TECH NEWS – DarkBERT is almost exactly the same as any other “friendly neighbourhood AI”, but it shouldn’t be trusted with nuclear launch codes.
If you’re worried that the current iteration of generative AIs is too kind and empathetic, DarkBERT is for you. This new language model is trained on the worst part of the internet, the Dark Web.
Perhaps the funniest name yet, DarkBERT is a generative AI trained exclusively on the Dark Web to compare it to a traditional counterpart. The team behind it – which reports its findings in a paper that has been published in advance but is still awaiting peer review – wanted to understand whether using the Dark Web as a dataset would give the AI a better context of the language it uses, and thus make it more valuable to those who want to comb the Dark Web for research or for cybercrime law enforcement.
It has also thoroughly combed a place that most people don’t really want to go and index the different domains, for which the DarkBERT team certainly deserves thanks.

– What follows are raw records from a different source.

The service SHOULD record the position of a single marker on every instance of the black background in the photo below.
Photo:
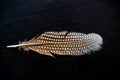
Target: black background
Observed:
(23, 19)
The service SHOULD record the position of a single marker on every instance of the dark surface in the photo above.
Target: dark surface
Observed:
(23, 19)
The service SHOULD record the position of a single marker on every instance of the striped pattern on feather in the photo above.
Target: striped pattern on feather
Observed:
(63, 43)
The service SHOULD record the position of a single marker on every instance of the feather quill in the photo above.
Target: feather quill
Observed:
(63, 43)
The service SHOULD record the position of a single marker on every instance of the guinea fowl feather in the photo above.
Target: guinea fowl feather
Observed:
(63, 43)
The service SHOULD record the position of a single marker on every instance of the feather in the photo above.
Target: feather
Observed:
(63, 43)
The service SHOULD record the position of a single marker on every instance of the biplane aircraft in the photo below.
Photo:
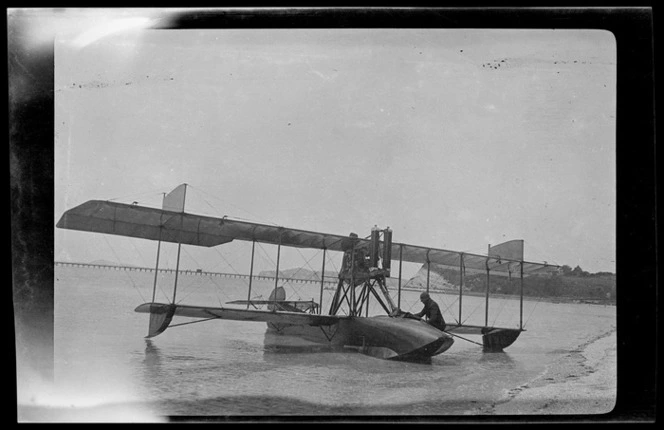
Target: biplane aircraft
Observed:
(394, 335)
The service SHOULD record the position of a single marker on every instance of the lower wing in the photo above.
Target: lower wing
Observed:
(161, 315)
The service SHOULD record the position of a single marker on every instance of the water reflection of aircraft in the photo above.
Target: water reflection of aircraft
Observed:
(365, 268)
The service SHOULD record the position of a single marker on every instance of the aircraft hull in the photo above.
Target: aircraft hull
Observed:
(381, 337)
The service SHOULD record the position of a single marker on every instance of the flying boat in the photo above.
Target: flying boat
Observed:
(366, 265)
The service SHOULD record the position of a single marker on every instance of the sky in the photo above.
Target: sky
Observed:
(454, 138)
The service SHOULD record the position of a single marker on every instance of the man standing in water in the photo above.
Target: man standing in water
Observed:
(432, 312)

The Dark Web is an area of the internet that Google and other search engines ignore. So the vast majority of people do not visit it. It is only accessible through special software called Tor (or similar). As such, it has gained quite a reputation for what happens there. Urban legends tell of torture chambers, assassins and all sorts of horrific crimes. But the truth is that most of them are just scams and other ways of stealing data without the browser security we take very much for granted. Yet, the Dark Web is allegedly used by cybercrime networks to chat anonymously. It is, therefore, a critical target for law enforcement agencies.

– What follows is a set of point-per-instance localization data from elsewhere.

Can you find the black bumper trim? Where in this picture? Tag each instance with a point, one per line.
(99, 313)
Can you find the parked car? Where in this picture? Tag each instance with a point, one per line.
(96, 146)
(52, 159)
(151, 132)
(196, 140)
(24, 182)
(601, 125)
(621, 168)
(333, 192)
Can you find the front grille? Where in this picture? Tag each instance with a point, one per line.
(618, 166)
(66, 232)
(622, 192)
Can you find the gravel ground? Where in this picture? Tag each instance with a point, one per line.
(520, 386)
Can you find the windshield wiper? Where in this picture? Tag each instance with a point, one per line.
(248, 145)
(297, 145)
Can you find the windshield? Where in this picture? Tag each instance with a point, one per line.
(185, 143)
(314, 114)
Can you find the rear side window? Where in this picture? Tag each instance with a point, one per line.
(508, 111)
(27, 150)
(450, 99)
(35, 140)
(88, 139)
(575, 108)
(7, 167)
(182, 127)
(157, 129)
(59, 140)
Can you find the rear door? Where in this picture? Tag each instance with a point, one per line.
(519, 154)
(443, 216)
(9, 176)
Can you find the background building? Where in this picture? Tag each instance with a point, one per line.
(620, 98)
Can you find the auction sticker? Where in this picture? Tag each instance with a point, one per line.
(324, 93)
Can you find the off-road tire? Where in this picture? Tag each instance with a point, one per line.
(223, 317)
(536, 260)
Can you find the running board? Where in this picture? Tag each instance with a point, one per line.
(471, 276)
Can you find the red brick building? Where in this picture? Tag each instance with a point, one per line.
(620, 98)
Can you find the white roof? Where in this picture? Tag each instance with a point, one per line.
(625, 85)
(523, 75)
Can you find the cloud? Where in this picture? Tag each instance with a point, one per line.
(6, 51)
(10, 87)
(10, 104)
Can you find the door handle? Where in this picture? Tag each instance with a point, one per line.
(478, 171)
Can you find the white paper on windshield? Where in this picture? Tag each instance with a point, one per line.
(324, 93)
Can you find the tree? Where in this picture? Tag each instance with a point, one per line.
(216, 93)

A South Korean team has turned on a language model to scour the Dark Web using Tor. It then feeds back the raw data, creating a model that can better interpret the language used there. Once completed, they compared how it performed with existing models that researchers had previously created. These include the RoBERTa and BERT models.

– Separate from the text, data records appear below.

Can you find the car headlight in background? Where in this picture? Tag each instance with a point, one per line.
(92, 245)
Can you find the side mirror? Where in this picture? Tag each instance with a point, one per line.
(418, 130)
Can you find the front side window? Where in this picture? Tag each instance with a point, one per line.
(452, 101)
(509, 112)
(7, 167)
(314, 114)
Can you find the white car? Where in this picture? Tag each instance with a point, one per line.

The results presented in the preprint showed that DarkBERT outperformed the others on all datasets but was close to them.
Since all the AIs were derived from similar frameworks, they were expected to perform similarly, but DarkBERT excelled explicitly in the dark web.
What will DarkBERT be used for? Hopefully, it won’t get the nuclear launch codes. But the team expects it to be an effective tool for scanning the Dark Web for cybersecurity threats. As well as monitoring forums to identify illicit activity. Let’s hope this doesn’t give OpenAI any ideas.